Sunday, November 21, 2010

I wanted a perfect ending...

I wanted a perfect ending. Now I've learned, the hard way, that some poems don't rhyme, and some stories don't have a clear beginning, middle, and end. Life is about not knowing, having to change, taking the moment and making the best of it, without knowing what's going to happen next...
Gilda Radner



I also wanted a perfect ending or at least a perfect beginning. For what? Probably for the story of my life where I find myself now, pretty much in the middle and still have no idea what to make out of it. At this point in my life I am without a real job or a relationship. I am studying Spiritual Psychology, do Spiritual/Intuitive Counseling and hike in my preparation for Kilimanjaro climb in January 2011. I have 2 months left to be fully prepared. But I don't even know what exactly it means - to be fully prepared for Kilimanjaro climb, because I have no idea what to expect...

I am joining a group of 7 people and I am going to be the only woman. Will it be okay? I guess so, I already paid for my trip, therefore I won't be different in this regard. Will I be as strong as those men? Will I be able to adjust to increasing high altitude? Will I not freeze to death in my little tent in a rented sleeping bag? How will I manage not to take a shower for 7 days? Well, at least I ordered a private bio-toilet, a little plastic box to sit on, so I won't have to use the long dropped one which didn't seem a very accomodating option for me... What else? Bugs? Merciless sun? Unavoidable blisteres? Are they going to include meat in our meals? All of these mostly silly questions don't bother me as much as this one: to better adjust to high altitude I will have to drink lots of water and I will constantly want to pee. How am I going to do this in the middle of trekking?!

Obviously, I have no clear beginning of my Kilimanjaro diary and I don't know if I will ever be able to reach the famous Uhuru Peak, which in translation means the Peak of Freedom. Nor do I know if I will be able to reach the top of my emotional mountain and climb my feeling of being excluded, not accepted, probably not fitting into a certain group of people, a family, a nation, a spiritual community. Can you even climb something which is an illusion, a completely fabricated feeling, but feels so real that you believe in it with all of your heart?
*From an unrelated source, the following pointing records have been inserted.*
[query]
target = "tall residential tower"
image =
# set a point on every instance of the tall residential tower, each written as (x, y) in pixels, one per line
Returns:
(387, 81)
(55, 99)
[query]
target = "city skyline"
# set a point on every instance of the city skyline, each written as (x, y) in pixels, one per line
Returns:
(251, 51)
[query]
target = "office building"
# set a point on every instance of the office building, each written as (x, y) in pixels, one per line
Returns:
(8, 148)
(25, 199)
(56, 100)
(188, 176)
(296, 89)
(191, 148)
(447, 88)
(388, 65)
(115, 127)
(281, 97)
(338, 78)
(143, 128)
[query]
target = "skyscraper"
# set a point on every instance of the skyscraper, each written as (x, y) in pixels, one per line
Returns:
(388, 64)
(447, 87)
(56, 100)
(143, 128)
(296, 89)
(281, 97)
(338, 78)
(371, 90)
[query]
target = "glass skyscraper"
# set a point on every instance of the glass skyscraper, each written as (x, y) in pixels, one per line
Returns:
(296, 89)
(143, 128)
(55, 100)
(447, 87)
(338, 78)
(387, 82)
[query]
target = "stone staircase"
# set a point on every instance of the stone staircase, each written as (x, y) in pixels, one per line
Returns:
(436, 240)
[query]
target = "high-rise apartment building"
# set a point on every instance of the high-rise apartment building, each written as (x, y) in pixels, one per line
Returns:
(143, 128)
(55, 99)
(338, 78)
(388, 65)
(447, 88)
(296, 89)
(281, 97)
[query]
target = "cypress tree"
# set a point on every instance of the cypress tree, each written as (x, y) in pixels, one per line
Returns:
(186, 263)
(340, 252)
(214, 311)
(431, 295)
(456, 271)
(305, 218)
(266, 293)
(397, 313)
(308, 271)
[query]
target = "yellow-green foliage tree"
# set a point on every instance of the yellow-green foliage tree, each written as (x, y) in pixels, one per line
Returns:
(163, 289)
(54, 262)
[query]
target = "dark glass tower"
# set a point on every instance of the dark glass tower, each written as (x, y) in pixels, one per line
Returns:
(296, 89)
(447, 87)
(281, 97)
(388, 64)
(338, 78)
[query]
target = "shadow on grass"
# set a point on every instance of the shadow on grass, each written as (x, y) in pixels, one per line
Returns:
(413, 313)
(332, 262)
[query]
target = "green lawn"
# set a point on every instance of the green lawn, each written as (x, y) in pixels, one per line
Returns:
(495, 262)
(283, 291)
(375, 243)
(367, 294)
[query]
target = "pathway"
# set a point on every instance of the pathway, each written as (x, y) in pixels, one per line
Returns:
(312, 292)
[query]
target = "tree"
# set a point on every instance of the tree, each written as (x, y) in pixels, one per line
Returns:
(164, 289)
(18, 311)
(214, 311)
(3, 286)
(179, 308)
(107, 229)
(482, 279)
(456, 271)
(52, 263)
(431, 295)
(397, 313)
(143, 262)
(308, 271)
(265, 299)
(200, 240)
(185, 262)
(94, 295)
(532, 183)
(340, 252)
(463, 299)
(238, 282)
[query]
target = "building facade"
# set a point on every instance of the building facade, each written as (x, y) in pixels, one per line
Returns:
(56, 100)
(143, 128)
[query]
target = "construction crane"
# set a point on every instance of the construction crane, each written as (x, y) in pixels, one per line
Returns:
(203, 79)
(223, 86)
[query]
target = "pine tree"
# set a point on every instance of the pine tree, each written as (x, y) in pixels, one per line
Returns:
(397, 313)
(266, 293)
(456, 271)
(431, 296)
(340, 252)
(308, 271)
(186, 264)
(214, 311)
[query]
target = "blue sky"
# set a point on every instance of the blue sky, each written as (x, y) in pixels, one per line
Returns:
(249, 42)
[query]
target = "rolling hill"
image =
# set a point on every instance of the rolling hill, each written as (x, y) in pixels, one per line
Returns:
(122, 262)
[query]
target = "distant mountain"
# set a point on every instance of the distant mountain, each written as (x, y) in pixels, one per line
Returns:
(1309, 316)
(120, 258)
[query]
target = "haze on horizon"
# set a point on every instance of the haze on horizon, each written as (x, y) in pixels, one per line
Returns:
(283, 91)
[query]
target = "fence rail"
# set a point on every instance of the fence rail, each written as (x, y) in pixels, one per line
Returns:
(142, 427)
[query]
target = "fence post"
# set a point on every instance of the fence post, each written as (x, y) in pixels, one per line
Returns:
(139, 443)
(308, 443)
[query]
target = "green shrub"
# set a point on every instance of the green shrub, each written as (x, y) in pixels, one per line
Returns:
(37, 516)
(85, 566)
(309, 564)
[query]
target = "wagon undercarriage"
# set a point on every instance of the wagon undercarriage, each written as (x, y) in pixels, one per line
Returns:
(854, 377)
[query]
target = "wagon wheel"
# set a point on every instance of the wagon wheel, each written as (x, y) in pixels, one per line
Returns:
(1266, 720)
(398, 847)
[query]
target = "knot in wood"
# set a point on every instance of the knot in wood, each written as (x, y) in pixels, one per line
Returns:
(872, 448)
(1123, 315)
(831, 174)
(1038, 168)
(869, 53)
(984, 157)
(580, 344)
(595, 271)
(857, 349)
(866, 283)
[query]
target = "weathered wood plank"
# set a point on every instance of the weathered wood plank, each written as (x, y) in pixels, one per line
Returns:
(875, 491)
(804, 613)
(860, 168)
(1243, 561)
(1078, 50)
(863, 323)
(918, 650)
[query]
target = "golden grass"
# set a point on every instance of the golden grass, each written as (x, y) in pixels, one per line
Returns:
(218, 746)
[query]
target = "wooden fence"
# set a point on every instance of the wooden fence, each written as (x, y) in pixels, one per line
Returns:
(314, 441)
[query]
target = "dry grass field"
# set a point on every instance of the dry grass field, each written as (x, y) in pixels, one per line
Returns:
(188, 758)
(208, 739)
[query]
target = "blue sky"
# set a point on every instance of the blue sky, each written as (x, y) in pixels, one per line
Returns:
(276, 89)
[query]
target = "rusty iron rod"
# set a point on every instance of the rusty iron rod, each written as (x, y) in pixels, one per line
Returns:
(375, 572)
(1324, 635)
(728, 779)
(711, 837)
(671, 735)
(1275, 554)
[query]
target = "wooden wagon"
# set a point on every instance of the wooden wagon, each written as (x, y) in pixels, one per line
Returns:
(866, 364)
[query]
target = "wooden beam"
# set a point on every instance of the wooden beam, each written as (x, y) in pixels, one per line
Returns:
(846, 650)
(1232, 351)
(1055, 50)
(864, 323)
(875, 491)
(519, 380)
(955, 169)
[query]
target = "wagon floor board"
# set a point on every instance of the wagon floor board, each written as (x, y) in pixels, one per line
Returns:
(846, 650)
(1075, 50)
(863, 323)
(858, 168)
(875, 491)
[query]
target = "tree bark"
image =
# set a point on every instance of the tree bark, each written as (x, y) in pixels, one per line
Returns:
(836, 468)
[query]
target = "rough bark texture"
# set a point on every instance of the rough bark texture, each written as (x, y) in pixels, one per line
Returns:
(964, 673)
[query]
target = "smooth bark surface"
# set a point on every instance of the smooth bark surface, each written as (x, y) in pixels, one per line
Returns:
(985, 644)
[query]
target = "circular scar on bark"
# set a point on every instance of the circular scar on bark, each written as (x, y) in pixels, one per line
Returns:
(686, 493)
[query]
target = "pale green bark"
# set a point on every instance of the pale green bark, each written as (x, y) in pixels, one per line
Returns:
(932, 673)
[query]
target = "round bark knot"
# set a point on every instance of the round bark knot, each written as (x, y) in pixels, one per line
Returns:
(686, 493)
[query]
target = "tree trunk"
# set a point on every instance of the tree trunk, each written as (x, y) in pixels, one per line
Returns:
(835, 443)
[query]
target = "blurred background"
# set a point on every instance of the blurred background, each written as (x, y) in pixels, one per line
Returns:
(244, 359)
I don't know. All I know is that today I had a beautiful 2,5-hour hike with a friend of mine and now in the comfort of my home, making an entry in my diary I feel that every muscle of my body is smiling as if filled with the energy of the sun. It is so easy to feel the strength in my legs, my lean stomach, my hands eager to write and my head more present and less obsessed with thoughts than it oftentimes is. And it feels like such a perfect ending of this little entry and a perfect beginning of my Sunday.